En esta gran fuerza actual, ¿Cómo no ser tragados por esta compulsión ó cómo no resultar en un silencio y parálisis?
Agujerear un afuera ha sido la decisión política e imaginativa de personas y grupos. Tal vez de los anarquistas, pero también de las mujeres. Y del psicoanálisis. Sí, selecciono lo que más me ha interesado y no todo lo que podría caber dentro de esa gran generalidad que he mencionado.
Maria Milagros Rivera, feminista chilena de la diferencia sexual, en su libro ‘Julia, quiero que seas feliz’ nos introduce a lo que el feminismo de la diferencia sexual y las ‘feministas lúcidas’ abren como posibilidad en el lenguaje pero también en la incitación a la vida vivida como un más allá, un afuera, un agujero que no es un punto aparte de la derrotada civilización hecha a medida de los hombres; es un más allá de, un sitio no cubierto por la sombra totalizante del referente.

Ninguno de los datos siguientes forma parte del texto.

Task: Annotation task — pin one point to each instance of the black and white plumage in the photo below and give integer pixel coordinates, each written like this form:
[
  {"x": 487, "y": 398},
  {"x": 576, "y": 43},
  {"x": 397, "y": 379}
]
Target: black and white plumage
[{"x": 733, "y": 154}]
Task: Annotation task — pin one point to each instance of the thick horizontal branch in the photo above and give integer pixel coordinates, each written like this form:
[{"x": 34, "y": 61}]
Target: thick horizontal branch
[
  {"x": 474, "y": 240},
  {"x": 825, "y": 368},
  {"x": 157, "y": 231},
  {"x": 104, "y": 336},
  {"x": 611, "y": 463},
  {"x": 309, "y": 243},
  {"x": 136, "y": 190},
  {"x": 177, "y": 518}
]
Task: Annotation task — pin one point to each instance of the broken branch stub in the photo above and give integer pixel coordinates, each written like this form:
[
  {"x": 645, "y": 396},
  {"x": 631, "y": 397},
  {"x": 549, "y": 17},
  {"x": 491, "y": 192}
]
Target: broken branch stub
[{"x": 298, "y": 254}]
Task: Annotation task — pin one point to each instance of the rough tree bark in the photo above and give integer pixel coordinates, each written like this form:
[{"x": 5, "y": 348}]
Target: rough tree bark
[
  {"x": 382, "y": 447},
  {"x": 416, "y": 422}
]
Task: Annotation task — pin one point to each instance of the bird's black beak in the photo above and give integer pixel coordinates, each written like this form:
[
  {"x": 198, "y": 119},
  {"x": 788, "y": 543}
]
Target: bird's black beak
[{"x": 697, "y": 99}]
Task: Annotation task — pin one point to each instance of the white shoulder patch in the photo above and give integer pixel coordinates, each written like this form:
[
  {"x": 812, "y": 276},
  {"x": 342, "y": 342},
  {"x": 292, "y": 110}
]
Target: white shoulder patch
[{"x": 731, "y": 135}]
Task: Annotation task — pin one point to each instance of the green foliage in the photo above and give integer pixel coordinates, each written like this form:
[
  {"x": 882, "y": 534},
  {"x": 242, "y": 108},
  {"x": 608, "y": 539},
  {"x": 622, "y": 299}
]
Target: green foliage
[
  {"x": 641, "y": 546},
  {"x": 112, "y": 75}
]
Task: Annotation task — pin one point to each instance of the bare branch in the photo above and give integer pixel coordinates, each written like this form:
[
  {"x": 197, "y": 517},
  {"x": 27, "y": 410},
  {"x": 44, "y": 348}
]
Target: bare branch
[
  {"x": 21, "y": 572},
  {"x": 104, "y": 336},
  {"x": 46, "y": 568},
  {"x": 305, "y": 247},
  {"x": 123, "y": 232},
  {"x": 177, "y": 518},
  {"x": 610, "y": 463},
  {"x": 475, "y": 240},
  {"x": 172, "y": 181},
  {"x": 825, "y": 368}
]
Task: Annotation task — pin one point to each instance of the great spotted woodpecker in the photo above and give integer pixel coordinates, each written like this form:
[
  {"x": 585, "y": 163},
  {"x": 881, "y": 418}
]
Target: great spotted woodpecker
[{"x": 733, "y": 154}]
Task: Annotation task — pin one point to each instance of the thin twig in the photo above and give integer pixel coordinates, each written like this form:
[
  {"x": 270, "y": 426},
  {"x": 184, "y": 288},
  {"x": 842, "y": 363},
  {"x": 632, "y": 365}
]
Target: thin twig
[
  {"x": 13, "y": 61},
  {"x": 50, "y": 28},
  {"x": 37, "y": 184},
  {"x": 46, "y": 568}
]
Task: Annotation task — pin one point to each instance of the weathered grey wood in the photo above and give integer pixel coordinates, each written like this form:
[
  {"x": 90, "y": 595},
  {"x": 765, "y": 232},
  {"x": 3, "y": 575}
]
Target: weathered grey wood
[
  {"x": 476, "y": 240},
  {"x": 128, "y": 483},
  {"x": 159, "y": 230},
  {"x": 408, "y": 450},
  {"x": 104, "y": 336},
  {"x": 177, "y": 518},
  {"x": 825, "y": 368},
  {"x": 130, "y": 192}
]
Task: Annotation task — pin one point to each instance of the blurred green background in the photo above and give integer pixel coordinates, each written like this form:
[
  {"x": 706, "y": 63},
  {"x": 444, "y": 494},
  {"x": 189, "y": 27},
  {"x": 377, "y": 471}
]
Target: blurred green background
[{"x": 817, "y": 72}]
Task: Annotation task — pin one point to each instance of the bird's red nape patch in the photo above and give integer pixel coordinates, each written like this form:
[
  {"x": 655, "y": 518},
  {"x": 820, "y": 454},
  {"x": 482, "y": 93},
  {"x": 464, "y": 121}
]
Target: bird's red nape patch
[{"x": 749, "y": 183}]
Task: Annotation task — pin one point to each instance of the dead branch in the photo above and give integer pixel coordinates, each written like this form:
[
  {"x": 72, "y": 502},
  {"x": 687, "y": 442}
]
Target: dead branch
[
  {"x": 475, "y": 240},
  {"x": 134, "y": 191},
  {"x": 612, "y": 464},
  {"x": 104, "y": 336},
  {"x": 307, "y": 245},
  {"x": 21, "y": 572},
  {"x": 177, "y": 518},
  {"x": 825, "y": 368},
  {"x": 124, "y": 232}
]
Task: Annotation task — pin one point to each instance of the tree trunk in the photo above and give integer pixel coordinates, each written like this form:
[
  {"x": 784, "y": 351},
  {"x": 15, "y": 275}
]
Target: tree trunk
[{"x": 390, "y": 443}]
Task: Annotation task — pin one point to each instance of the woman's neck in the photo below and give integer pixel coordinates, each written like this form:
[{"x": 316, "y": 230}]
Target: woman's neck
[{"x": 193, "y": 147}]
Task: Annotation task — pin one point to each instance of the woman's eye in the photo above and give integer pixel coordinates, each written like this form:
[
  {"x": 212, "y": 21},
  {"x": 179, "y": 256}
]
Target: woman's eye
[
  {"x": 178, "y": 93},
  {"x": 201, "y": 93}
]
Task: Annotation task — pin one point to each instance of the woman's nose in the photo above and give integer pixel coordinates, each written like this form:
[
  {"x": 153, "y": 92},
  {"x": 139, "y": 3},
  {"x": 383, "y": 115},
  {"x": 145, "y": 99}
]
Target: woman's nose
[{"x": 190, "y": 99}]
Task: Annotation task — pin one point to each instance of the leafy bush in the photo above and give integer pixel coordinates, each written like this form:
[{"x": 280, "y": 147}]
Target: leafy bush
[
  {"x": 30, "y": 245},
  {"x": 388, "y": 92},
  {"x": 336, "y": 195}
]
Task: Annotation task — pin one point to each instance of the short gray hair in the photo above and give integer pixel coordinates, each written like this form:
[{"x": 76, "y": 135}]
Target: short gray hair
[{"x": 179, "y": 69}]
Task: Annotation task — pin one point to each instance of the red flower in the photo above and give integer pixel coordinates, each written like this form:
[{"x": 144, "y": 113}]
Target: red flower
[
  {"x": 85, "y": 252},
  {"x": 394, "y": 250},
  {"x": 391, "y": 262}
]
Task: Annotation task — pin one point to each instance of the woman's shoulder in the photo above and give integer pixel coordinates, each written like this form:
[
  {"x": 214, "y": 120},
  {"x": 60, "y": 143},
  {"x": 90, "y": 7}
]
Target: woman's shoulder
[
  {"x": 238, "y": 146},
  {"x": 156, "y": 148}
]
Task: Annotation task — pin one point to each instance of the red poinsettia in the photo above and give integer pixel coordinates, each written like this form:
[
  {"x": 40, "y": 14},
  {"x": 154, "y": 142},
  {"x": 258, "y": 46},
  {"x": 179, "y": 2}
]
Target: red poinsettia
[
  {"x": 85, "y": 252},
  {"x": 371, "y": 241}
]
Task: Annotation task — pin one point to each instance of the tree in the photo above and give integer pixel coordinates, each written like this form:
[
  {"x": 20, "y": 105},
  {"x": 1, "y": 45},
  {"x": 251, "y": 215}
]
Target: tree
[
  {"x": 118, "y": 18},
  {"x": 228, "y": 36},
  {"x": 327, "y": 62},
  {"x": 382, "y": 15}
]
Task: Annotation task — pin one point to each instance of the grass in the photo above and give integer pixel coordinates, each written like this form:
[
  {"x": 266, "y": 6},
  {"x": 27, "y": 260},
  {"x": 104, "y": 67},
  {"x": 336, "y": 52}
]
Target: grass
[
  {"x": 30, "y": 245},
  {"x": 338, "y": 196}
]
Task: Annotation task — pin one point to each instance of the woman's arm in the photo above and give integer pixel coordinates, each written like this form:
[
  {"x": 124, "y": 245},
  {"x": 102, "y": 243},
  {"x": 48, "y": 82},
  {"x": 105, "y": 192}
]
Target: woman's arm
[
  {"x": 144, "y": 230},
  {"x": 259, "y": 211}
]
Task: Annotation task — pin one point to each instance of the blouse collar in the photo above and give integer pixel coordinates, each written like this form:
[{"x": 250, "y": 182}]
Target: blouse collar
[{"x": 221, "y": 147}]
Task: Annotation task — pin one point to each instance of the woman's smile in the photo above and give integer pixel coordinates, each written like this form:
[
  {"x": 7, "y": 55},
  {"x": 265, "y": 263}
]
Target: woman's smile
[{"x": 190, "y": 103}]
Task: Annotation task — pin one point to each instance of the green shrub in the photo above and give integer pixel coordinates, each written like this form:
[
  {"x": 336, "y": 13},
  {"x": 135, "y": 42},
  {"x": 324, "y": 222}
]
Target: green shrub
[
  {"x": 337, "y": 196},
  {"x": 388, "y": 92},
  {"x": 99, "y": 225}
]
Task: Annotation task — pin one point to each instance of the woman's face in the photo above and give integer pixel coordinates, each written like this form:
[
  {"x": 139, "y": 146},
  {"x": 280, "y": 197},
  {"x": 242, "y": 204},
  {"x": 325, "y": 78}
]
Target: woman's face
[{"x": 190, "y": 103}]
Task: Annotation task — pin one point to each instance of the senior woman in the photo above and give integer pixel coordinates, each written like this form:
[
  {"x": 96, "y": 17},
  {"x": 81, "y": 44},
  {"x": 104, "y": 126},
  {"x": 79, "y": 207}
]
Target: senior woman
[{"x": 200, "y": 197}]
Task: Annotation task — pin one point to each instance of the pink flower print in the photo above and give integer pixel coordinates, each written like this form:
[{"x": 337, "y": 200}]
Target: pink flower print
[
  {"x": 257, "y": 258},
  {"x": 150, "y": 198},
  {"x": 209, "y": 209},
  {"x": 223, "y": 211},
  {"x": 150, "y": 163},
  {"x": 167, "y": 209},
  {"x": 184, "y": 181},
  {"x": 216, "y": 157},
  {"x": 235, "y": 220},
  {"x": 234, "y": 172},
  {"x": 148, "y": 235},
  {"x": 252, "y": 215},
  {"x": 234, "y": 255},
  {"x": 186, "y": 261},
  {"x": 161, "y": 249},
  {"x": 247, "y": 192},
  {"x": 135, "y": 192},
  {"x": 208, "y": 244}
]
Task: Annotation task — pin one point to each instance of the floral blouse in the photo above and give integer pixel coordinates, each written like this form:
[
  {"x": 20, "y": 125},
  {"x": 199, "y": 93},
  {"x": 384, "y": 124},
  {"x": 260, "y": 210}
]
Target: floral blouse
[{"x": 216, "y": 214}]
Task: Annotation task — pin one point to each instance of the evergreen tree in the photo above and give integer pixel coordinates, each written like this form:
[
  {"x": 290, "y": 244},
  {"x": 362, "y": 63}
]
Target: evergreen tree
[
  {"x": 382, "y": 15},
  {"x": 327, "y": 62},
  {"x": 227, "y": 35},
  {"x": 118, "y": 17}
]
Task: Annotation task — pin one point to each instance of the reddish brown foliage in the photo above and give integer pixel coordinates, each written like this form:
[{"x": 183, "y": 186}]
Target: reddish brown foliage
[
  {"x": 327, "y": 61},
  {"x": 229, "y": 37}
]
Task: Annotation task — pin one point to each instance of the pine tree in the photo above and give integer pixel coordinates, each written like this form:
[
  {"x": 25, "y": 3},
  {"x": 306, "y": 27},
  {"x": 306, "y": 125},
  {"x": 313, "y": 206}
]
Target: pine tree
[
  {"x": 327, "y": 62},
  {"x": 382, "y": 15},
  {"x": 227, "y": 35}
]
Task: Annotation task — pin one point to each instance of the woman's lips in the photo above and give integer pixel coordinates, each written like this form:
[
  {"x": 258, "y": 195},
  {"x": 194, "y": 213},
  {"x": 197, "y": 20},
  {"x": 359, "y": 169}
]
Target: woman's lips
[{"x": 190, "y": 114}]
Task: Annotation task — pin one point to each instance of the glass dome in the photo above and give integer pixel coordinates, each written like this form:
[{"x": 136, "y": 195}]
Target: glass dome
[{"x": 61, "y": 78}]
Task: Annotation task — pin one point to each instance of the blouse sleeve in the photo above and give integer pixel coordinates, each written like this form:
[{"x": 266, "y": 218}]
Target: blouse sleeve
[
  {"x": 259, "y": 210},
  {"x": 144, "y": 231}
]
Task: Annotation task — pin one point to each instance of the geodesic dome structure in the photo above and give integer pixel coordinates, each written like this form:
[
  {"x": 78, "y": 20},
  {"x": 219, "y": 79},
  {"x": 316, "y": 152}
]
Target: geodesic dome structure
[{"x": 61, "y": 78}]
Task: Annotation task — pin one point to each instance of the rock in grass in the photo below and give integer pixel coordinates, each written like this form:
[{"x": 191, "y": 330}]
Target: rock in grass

Si la mujer que ha dado a luz a la gran potencia del lenguaje no creyera en un más allá, en la realidad que se puede agujerear y que empieza con la palabra gestada dentro de sí y la palabra parida, dada toda hacia afuera, con todo y el terror de ser una madre, una madre para su creación y para el mundo, porque una madre nunca es para ella sola ni para su hijo o hija, es madre para el mundo. La mujer crea y ama desde su potencia de ser madre pues el poder de concebir una vida dentro suyo es una potencia actuante mientras vive, sin importar si tiene un hijos o hijas.
El erotismo que puede irrumpir en medio de este ruido insoportable, enloquecedor y asesino de la paciencia vendrá de la boca de las mujeres. Las muertas y las vivas.